I have been manually entering transactions for a year because I think that the fewer places that store my account info, the better. As you can imagine, though, this manual entering is getting pretty old.
If I enter account info into the desktop version of Quicken, does it store my info in the “cloud” somewhere, or is it stored locally on my computer?
I wouldn’t hesitate to enter at least the account numbers. Then you can optionally set up the passwords which are stored encrypted in a local password vault. Those are only needed if you have the Quicken-driven download (Quicken Direct Connect I think it’s called).
The only weird thing I noticed was at one point my credit union seemed to be working with Direct Connect, so I set everything up - and once a day, I got an email from the credit union saying I’d logged in.

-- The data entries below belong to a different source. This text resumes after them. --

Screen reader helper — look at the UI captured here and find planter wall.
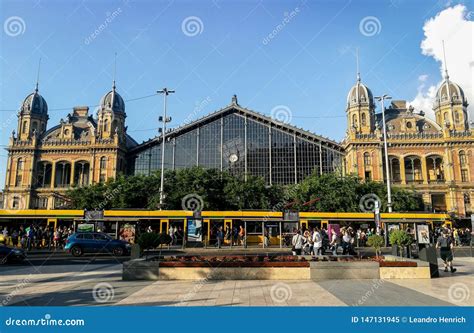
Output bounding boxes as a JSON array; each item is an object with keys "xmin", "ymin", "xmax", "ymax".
[
  {"xmin": 310, "ymin": 261, "xmax": 379, "ymax": 280},
  {"xmin": 122, "ymin": 258, "xmax": 431, "ymax": 281}
]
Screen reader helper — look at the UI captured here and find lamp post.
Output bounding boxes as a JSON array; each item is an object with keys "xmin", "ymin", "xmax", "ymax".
[
  {"xmin": 375, "ymin": 94, "xmax": 392, "ymax": 213},
  {"xmin": 157, "ymin": 88, "xmax": 175, "ymax": 209}
]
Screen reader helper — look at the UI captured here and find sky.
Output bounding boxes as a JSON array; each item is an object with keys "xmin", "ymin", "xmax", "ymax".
[{"xmin": 0, "ymin": 0, "xmax": 474, "ymax": 188}]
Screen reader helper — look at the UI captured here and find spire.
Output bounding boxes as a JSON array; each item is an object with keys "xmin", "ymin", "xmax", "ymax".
[
  {"xmin": 112, "ymin": 52, "xmax": 117, "ymax": 91},
  {"xmin": 443, "ymin": 40, "xmax": 449, "ymax": 81},
  {"xmin": 35, "ymin": 58, "xmax": 41, "ymax": 93},
  {"xmin": 356, "ymin": 48, "xmax": 360, "ymax": 82}
]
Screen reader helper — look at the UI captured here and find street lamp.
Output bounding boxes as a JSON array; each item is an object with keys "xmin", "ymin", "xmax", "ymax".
[
  {"xmin": 157, "ymin": 88, "xmax": 175, "ymax": 209},
  {"xmin": 375, "ymin": 94, "xmax": 392, "ymax": 213}
]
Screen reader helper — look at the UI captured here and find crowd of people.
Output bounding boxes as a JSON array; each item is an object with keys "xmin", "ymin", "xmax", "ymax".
[
  {"xmin": 291, "ymin": 227, "xmax": 358, "ymax": 255},
  {"xmin": 2, "ymin": 225, "xmax": 73, "ymax": 251}
]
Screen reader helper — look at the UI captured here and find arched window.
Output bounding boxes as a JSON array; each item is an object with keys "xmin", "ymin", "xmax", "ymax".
[
  {"xmin": 104, "ymin": 119, "xmax": 109, "ymax": 132},
  {"xmin": 364, "ymin": 153, "xmax": 371, "ymax": 166},
  {"xmin": 459, "ymin": 150, "xmax": 467, "ymax": 165},
  {"xmin": 15, "ymin": 158, "xmax": 23, "ymax": 186},
  {"xmin": 99, "ymin": 156, "xmax": 107, "ymax": 182},
  {"xmin": 443, "ymin": 112, "xmax": 449, "ymax": 123},
  {"xmin": 352, "ymin": 114, "xmax": 357, "ymax": 127},
  {"xmin": 454, "ymin": 111, "xmax": 461, "ymax": 124}
]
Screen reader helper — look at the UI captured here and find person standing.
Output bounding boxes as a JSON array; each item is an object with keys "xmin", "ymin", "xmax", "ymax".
[
  {"xmin": 217, "ymin": 227, "xmax": 224, "ymax": 249},
  {"xmin": 313, "ymin": 227, "xmax": 323, "ymax": 256},
  {"xmin": 291, "ymin": 230, "xmax": 304, "ymax": 256},
  {"xmin": 168, "ymin": 225, "xmax": 174, "ymax": 245},
  {"xmin": 436, "ymin": 229, "xmax": 456, "ymax": 273},
  {"xmin": 329, "ymin": 229, "xmax": 340, "ymax": 256},
  {"xmin": 239, "ymin": 226, "xmax": 245, "ymax": 246}
]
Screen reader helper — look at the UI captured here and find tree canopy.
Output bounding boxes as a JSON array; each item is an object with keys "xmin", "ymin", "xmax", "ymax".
[{"xmin": 67, "ymin": 167, "xmax": 423, "ymax": 212}]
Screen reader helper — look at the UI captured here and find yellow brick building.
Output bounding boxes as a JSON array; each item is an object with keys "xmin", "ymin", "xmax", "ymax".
[
  {"xmin": 343, "ymin": 73, "xmax": 474, "ymax": 218},
  {"xmin": 3, "ymin": 82, "xmax": 136, "ymax": 210}
]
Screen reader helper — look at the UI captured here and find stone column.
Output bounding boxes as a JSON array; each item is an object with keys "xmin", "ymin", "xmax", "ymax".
[
  {"xmin": 420, "ymin": 157, "xmax": 428, "ymax": 184},
  {"xmin": 69, "ymin": 161, "xmax": 76, "ymax": 186},
  {"xmin": 51, "ymin": 161, "xmax": 56, "ymax": 188}
]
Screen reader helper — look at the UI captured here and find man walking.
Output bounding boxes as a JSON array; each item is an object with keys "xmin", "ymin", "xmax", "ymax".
[
  {"xmin": 436, "ymin": 229, "xmax": 456, "ymax": 273},
  {"xmin": 217, "ymin": 227, "xmax": 224, "ymax": 249},
  {"xmin": 291, "ymin": 230, "xmax": 304, "ymax": 256}
]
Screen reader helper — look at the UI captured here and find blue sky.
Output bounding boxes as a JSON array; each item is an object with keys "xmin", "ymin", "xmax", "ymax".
[{"xmin": 0, "ymin": 0, "xmax": 473, "ymax": 184}]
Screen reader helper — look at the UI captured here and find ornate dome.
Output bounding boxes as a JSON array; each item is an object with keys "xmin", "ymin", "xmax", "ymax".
[
  {"xmin": 436, "ymin": 78, "xmax": 467, "ymax": 106},
  {"xmin": 347, "ymin": 79, "xmax": 374, "ymax": 106},
  {"xmin": 20, "ymin": 89, "xmax": 48, "ymax": 115},
  {"xmin": 100, "ymin": 85, "xmax": 125, "ymax": 113}
]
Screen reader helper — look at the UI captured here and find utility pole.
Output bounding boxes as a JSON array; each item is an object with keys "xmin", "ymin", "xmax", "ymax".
[
  {"xmin": 375, "ymin": 94, "xmax": 392, "ymax": 213},
  {"xmin": 157, "ymin": 88, "xmax": 175, "ymax": 209}
]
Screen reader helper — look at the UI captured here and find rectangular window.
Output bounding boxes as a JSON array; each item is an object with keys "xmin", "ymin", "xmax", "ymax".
[
  {"xmin": 12, "ymin": 197, "xmax": 20, "ymax": 209},
  {"xmin": 365, "ymin": 171, "xmax": 372, "ymax": 181},
  {"xmin": 15, "ymin": 175, "xmax": 22, "ymax": 186}
]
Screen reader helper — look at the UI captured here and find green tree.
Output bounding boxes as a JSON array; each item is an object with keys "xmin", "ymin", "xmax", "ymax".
[
  {"xmin": 389, "ymin": 230, "xmax": 413, "ymax": 257},
  {"xmin": 367, "ymin": 235, "xmax": 385, "ymax": 258}
]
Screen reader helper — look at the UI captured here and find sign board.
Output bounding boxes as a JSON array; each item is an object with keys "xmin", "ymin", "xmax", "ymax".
[
  {"xmin": 119, "ymin": 223, "xmax": 135, "ymax": 244},
  {"xmin": 77, "ymin": 223, "xmax": 94, "ymax": 232},
  {"xmin": 283, "ymin": 210, "xmax": 300, "ymax": 221},
  {"xmin": 328, "ymin": 224, "xmax": 341, "ymax": 241},
  {"xmin": 84, "ymin": 210, "xmax": 104, "ymax": 221},
  {"xmin": 416, "ymin": 224, "xmax": 430, "ymax": 244},
  {"xmin": 187, "ymin": 219, "xmax": 202, "ymax": 242}
]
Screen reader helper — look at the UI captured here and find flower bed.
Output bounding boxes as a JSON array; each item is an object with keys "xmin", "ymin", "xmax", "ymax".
[{"xmin": 379, "ymin": 261, "xmax": 418, "ymax": 267}]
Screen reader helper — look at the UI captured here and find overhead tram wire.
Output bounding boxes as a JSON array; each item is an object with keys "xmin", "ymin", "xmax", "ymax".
[{"xmin": 0, "ymin": 93, "xmax": 158, "ymax": 112}]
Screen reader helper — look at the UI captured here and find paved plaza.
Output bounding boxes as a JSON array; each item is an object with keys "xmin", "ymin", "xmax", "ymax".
[{"xmin": 0, "ymin": 257, "xmax": 474, "ymax": 306}]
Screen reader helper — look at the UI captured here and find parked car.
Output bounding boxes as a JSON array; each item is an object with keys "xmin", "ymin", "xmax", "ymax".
[
  {"xmin": 64, "ymin": 232, "xmax": 131, "ymax": 257},
  {"xmin": 0, "ymin": 244, "xmax": 26, "ymax": 264}
]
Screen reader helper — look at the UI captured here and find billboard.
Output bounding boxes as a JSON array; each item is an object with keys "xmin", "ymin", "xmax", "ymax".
[
  {"xmin": 187, "ymin": 219, "xmax": 202, "ymax": 242},
  {"xmin": 416, "ymin": 224, "xmax": 430, "ymax": 244},
  {"xmin": 119, "ymin": 223, "xmax": 135, "ymax": 244},
  {"xmin": 77, "ymin": 223, "xmax": 94, "ymax": 232}
]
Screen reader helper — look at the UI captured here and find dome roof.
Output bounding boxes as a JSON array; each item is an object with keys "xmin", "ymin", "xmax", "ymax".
[
  {"xmin": 20, "ymin": 90, "xmax": 48, "ymax": 115},
  {"xmin": 347, "ymin": 80, "xmax": 374, "ymax": 106},
  {"xmin": 436, "ymin": 78, "xmax": 467, "ymax": 105},
  {"xmin": 100, "ymin": 85, "xmax": 125, "ymax": 113}
]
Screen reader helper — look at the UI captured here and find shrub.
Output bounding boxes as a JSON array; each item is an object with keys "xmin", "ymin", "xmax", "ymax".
[
  {"xmin": 389, "ymin": 230, "xmax": 413, "ymax": 257},
  {"xmin": 367, "ymin": 235, "xmax": 385, "ymax": 258},
  {"xmin": 138, "ymin": 232, "xmax": 171, "ymax": 251}
]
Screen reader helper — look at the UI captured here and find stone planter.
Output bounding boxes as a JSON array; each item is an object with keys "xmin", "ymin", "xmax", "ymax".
[{"xmin": 310, "ymin": 261, "xmax": 379, "ymax": 280}]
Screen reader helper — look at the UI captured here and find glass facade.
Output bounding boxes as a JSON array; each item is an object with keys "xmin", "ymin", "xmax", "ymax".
[{"xmin": 129, "ymin": 110, "xmax": 343, "ymax": 184}]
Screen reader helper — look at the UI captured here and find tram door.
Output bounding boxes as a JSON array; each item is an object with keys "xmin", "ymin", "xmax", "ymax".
[
  {"xmin": 224, "ymin": 220, "xmax": 232, "ymax": 245},
  {"xmin": 160, "ymin": 219, "xmax": 169, "ymax": 234}
]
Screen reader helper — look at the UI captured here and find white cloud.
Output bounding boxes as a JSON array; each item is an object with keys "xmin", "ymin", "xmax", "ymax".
[{"xmin": 409, "ymin": 5, "xmax": 474, "ymax": 121}]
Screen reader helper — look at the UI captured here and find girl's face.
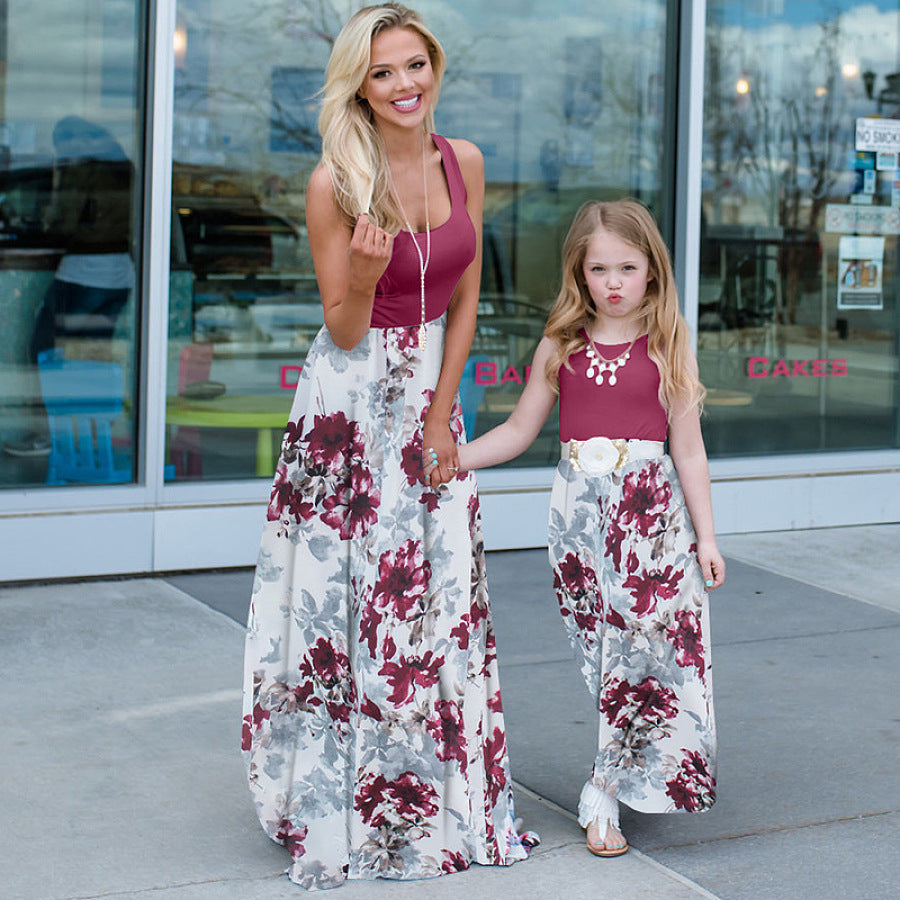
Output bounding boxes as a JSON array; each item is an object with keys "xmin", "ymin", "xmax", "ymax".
[
  {"xmin": 582, "ymin": 228, "xmax": 653, "ymax": 330},
  {"xmin": 359, "ymin": 28, "xmax": 434, "ymax": 128}
]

As these were always times when I knew I had NOT logged in, and the credit union verified that they were from a Quicken-owned IP address, clearly Quicken saved that password somewhere - whether it was in the cloud, or maybe my computer was auto-connecting somehow (I had probably left it booted up during the day), I don’t know. That’s the main reason I don’t pooh-pooh the thought that they store the info in the cloud.
I don’t stress about it too much. I do monitor our accounts pretty carefully and have never noticed anything amiss. But I did change our credit union passwords and disable that feature for those accounts (it never worked well anyway). I left it active for the main credit card account which sees a lot of usage, and that saves me a lot of downloading angst.